20090629

Od Magic

Od Magic, by Patricia McKillip, was the latest book I finished. I picked it up at the library when getting Butcher's Small Favor (which I already finished, but need to think more on before I write much).

While it had a few elements very much in common with my favorite of her series, The Riddle-Master of Hed, it was all about meeting the unknown.

And in that vein, it was very appropriate to current events.

People, in general, will react with either love or fear of the unknown. Personally, as an outgrowth of my firm belief in the Golden Rule (the original, not the more recent, very cynical, perversion of it), I've always tried to meet such things with wonder.

This is why Miyazaki's My Neighbor Totoro is one of my all-time favorite movies. Nothing else captures the wonder of everyday life, and seeing the world as a child again, like that movie.

Getting back to the relevance to current events, this is what drives most of the political discourse these days. Somewhat less so, since Obama was elected, but it was the driving force for almost everything the Bush Administration did. And they stayed in power for a second term by forcing that fear of the unknown onto a hefty chunk of the population of the US. This is why we've spent hundreds of billions of dollars killing brown people.

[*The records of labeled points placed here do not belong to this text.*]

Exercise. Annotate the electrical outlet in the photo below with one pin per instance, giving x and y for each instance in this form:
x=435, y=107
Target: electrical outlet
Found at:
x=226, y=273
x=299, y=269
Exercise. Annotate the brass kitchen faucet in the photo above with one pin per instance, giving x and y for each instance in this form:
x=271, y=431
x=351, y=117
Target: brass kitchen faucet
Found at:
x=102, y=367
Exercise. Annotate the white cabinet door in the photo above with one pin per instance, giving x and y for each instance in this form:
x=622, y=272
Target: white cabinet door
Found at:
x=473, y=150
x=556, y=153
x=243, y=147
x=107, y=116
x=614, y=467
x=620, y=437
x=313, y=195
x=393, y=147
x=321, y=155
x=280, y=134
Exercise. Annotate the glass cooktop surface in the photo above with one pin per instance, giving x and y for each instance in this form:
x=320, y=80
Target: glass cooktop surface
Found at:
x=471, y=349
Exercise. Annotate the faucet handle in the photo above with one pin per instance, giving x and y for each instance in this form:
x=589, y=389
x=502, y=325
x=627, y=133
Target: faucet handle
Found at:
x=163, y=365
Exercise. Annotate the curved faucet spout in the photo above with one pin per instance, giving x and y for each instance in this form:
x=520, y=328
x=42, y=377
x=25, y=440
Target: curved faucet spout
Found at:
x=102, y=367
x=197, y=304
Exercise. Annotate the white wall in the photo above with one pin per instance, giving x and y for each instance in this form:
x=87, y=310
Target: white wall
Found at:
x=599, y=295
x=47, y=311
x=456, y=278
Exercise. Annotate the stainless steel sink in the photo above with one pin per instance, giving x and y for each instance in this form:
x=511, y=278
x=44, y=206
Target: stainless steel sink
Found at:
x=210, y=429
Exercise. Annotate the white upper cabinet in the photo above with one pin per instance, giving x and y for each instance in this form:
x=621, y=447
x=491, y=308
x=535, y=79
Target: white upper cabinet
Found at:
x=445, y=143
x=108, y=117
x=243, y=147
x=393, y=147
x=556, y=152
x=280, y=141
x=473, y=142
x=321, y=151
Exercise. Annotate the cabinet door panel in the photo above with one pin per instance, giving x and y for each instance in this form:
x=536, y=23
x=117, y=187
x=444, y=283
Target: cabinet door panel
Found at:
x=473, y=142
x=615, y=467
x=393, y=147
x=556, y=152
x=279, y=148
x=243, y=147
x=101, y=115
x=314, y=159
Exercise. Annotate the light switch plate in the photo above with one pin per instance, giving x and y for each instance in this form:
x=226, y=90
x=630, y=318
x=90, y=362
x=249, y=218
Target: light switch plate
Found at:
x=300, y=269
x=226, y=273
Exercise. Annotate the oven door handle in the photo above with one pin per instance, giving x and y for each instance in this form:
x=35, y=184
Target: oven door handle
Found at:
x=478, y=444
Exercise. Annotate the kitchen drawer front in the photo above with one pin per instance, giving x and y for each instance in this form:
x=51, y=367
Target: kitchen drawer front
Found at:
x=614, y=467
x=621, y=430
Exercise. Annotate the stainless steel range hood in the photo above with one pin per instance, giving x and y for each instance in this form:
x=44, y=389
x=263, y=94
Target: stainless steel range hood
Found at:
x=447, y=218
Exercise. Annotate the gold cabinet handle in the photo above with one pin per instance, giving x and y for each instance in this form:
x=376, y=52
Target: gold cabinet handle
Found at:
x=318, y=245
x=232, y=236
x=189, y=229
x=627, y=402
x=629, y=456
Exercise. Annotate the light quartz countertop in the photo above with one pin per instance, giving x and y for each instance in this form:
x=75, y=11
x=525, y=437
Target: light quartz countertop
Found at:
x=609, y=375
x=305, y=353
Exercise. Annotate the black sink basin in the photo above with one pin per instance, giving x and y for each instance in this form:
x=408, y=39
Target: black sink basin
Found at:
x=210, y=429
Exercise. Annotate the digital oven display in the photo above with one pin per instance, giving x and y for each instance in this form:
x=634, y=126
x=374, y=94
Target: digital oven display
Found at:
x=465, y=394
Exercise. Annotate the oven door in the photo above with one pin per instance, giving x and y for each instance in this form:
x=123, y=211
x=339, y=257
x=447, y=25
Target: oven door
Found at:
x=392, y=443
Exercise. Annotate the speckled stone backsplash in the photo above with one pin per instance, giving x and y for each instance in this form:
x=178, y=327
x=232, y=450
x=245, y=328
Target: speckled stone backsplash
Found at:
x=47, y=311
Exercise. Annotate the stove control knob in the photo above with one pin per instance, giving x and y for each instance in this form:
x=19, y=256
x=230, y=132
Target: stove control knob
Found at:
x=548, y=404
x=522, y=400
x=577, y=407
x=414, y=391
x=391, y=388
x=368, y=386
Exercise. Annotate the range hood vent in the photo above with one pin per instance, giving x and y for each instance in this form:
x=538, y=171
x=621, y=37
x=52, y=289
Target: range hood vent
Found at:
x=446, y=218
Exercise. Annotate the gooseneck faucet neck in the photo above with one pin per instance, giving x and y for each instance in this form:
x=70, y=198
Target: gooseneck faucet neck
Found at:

Some powerful people are afraid of what those people can do. They missed the main point, though, I think (likely deliberately); those people, even in the direst predictions made of their putative abilities, never were, and never will be, an existential threat to the US.

That is, they can hurt us, and kill a lot of people, but to destroy the US, you'll need to do more than kill a few (million, perhaps) people. Occupation would be a necessity for that mission. And how many people would that require? I'm not sure, but I'm thinking that the number is in the millions (maybe single-digit millions, but still more than hundreds of thousands).

Are there millions of terrorists? Of course not. The very idea is ludicrous. If there were that many of them, they'd form their own army (to go straight to the most practical of arguments).

So the idea that terrorists could ever be an existential threat to the US is absurd.

Ok, that went considerably farther than I think was useful. My whole point is that we should all try to be more like Yar, in the book.

Update: I forgot to add that conformism was another topic that was very central to this book. And this has been a very relevant issue in recent years, as well.

The previous administration spent a lot of time and effort trying to force conformity on the entire country. The entire push about the dangers of 'islamo-fascism' was one of the biggest farces in the country. In fact, 'islamo-fascism' as a term is almost self-contradictory. If you're not sure why that is, look up the definition of fascism. The idea that a religion (even a small religious sect) could be pushing fascism is absurd on its face. Fascism is all about conformity and nationalism. Unless you're in an explicitly muslim state, the concept is impossible. And much was made of the terrorists not being part of any state (that was the whole argument for declaring captured terrorists as 'unlawful combatants', remember (ignoring, for a minute, how few of those captured were actually terrorists)).